O estudo "Viral metagenomics of synanthropic urban bats: a surveillance strategy for uncovering potentially zoonotic viruses" (Metagenômica viral de morcegos urbanos sinantrópicos: uma estratégia de vigilância para identificar vírus potencialmente zoonóticos, em português) analisou vírus presentes em morcegos encontrados em áreas urbanas e periurbanas do estado de São Paulo. O trabalho utilizou amostras já coletadas pela vigilância da raiva para investigar outros agentes e identificou, entre os achados, um filovírus até então desconhecido – o primeiro encontrado em morcegos nas Américas. A pesquisa, publicada na revista científica One Health, contou com a participação de pesquisadores do Instituto Todos pela Saúde (ITpS).
Métodos
Os pesquisadores analisaram 2.422 morcegos coletados pelo programa de vigilância passiva da raiva no estado de São Paulo. A partir desse conjunto, um algoritmo foi usado para selecionar 150 animais representativos para a análise. Amostras de pulmão e intestino foram submetidas ao sequenciamento metagenômico por nanopore, técnica que permite buscar diferentes vírus presentes no material sem definir previamente qual agente deve ser procurado.

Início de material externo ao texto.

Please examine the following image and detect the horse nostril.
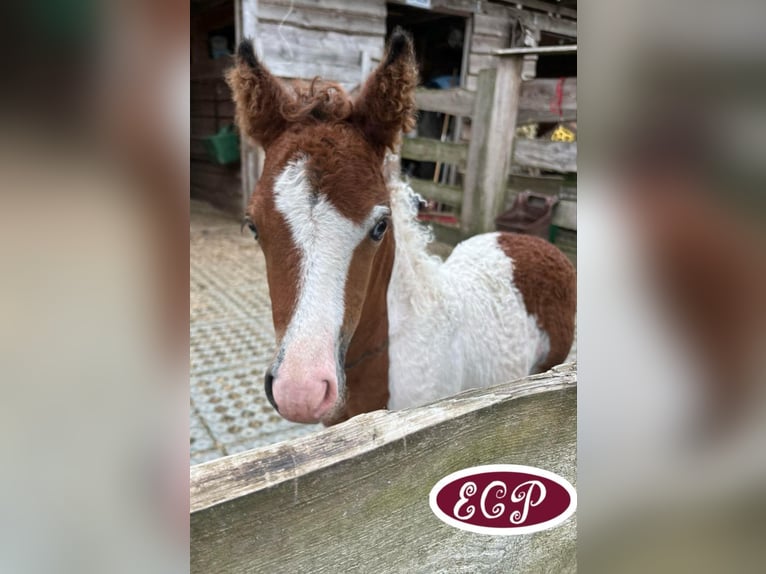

A proposta foi aproveitar uma estrutura de vigilância já existente para ampliar a busca por vírus que circulam em morcegos. Esses animais podem abrigar diferentes famílias virais, algumas das quais incluem agentes capazes de infectar seres humanos e outros animais.
Achados principais
A análise das amostras de pulmão e intestino encontrou 114 fragmentos de material genético viral, pertencentes a 18 famílias. Entre eles, 98 foram associados a 12 famílias consideradas de interesse para a saúde pública, como Arenaviridae, Coronaviridae e Paramyxoviridae.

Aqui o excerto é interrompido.